Spontaneous intrasphenoidal meningoceles, herniations limited to brain meninges, are rare; only one has been reported in the literature [8]. Most cases involve brain tissue and are generally unilateral [2, 5, 6, 9‐28]. On the other hand, spontaneous transethmoidal lesions typically involve meningeal tissue, in the form of a meningocele or a meningoencephalocele [10‐14, 29] (Table 1).

Our case reports a finding of bilateral meningoceles in an adult male involving both transethmoidal and lateral recess intrasphenoidal lesions. The bilateral nature of this lesion is a rare finding. As far as we know, no cases of bilateral, basal spontaneous meningoceles have been reported in the literature. However, seven cases of spontaneous bilateral meningoencephaloceles have been reported [2, 9, 28]. Of these, five patients had bilateral lateral recess intrasphenoidal meningoencephaloceles [2, 9, 28] (Table 1). No cases involved both transethmoidal and intrasphenoidal lesions. Thus, as far as we know, our case reports the first finding of bilateral basal spontaneous meningoceles in the literature. Furthermore, it depicts the first case of bilateral intrasphenoidal and transethmoidal defects with nasal herniation of any kind in the literature.

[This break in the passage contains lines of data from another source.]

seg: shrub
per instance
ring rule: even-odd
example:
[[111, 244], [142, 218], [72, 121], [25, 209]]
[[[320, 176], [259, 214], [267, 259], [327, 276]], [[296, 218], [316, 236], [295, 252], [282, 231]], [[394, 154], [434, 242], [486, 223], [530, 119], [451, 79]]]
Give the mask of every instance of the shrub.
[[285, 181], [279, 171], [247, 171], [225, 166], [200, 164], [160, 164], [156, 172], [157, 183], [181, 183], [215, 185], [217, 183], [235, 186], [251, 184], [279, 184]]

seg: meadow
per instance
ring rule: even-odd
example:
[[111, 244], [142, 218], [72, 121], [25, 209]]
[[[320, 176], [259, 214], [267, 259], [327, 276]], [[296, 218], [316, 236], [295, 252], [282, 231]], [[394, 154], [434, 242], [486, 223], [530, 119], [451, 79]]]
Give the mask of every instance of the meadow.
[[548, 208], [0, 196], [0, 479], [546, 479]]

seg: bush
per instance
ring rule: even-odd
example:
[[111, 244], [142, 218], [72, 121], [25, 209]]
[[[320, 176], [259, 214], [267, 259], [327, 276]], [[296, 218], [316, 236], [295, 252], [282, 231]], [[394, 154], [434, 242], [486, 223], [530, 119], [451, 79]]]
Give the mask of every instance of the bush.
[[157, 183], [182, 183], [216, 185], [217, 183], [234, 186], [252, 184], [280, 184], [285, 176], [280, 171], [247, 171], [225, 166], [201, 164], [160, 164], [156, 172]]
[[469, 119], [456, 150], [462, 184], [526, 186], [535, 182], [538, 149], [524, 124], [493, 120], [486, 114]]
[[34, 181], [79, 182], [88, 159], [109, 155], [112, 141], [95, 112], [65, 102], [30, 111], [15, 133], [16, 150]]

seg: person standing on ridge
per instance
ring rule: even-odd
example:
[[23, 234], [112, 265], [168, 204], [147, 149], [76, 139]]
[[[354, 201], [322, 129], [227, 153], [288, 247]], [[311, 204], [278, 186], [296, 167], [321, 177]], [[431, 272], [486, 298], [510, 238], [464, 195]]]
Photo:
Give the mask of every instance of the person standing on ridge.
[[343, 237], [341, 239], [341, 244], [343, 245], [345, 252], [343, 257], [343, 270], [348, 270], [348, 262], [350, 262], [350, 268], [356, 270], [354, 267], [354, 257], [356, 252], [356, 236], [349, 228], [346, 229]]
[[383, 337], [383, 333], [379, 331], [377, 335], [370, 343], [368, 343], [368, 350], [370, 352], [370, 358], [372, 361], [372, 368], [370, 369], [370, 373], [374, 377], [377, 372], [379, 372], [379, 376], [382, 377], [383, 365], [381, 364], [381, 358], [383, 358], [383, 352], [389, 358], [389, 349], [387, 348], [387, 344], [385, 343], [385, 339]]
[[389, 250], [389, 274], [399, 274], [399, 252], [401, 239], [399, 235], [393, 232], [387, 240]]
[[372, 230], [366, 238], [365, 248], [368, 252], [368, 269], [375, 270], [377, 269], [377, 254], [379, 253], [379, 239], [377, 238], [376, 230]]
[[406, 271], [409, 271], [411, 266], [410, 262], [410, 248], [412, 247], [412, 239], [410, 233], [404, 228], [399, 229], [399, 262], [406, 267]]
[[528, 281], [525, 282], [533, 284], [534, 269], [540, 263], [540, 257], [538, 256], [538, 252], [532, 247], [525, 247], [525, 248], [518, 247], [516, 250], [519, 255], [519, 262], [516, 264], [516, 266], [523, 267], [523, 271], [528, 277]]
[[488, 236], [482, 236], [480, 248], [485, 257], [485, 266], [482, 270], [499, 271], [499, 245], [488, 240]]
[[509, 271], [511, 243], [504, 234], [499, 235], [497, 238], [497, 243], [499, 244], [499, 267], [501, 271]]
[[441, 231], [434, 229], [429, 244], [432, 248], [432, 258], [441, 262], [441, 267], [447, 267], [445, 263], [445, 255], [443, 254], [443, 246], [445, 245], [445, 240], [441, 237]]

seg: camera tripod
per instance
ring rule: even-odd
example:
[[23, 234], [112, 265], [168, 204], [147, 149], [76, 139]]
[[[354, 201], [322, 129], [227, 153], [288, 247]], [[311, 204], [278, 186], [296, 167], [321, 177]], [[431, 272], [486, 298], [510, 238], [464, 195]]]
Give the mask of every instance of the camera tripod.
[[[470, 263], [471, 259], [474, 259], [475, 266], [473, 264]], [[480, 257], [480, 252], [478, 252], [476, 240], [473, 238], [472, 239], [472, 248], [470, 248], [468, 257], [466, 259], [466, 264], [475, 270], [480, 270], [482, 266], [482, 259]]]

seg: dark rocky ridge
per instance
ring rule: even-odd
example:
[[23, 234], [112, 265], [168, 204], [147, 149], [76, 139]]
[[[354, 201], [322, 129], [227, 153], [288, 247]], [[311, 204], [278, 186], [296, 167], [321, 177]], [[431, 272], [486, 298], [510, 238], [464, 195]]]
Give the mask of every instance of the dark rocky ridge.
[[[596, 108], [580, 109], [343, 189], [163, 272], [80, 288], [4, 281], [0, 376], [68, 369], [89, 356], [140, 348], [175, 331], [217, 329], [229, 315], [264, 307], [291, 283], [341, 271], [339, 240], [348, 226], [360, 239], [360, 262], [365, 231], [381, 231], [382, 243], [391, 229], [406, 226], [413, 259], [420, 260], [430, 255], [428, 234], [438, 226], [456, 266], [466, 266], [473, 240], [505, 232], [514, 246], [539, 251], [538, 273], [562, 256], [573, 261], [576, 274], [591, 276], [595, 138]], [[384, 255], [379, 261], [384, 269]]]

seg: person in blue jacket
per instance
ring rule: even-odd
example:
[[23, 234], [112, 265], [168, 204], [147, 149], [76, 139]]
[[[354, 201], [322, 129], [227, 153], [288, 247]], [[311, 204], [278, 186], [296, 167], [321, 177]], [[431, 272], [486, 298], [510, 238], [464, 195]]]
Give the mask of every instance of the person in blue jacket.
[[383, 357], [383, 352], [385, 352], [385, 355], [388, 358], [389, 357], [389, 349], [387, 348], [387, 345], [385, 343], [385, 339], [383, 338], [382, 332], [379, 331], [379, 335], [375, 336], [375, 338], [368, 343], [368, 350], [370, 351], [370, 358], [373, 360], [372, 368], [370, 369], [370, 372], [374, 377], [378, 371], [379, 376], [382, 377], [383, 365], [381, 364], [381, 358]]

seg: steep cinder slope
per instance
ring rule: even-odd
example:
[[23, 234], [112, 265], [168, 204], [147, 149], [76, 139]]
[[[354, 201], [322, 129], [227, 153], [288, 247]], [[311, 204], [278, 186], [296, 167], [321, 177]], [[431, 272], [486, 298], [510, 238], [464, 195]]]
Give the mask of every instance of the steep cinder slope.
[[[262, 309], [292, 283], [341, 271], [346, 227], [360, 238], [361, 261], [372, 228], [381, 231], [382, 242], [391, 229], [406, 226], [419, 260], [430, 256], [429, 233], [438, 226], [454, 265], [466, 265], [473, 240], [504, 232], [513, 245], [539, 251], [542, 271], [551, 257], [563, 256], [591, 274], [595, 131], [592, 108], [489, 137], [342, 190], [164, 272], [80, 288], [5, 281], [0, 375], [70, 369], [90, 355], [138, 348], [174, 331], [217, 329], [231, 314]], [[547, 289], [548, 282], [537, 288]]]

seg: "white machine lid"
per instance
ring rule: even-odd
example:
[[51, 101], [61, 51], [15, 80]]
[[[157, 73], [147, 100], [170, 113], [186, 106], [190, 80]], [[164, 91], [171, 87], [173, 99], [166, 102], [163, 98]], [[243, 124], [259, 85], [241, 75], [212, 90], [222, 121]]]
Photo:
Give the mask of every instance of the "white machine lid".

The etiology of basal meningoceles has historically been classed into congenital, iatrogenic, traumatic, and spontaneous causes [9]. Spontaneous cases almost invariably present as CSF rhinorrhea in adult patients [2, 6, 8‐14, 16‐24, 26, 28, 29]. The mean age of the 15 spontaneous transethmoidal reported cases was 46 at presentation [10‐14, 29]. Only one of these patient’s histories did not include CSF rhinorrhea [29]. Similarly, the mean age of the 28 spontaneous intrasphenoidal reported cases was 51 with 15 showing signs of CSF rhinorrhea [5, 6, 8, 15‐27] (Table 1). Traditionally, the spontaneous category was synonymous with idiopathic as it was reserved for CSF leaks that did not have a discernable cause [30]. However, recent literature strongly suggests that many spontaneous causes are the result of increased ICP [2]. One common sign of elevated ICP is empty sella syndrome. This is manifested radiologically as an empty sella due to compression of the pituitary gland as CSF replaces normal pituitary space [31]. Schlosser and Bolger found that all four of their patients with bilateral meningoencephaloceles had positive empty sella syndrome on radiography [9]. On MRI, we found a significantly flattened pituitary gland within a remodeled sella, indicative of empty sella syndrome as well. This finding, in the absence of congenital, tumor, or traumatic etiology, may strengthen the argument that elevated ICP is implicated in the formation of a spontaneous meningocele.

Our case reports the first spontaneous bilateral left lateral intrasphenoidal and right transethmoidal meningoceles in an adult male. This case highlights evidence that elevated ICP may be a determining factor behind spontaneous meningoceles.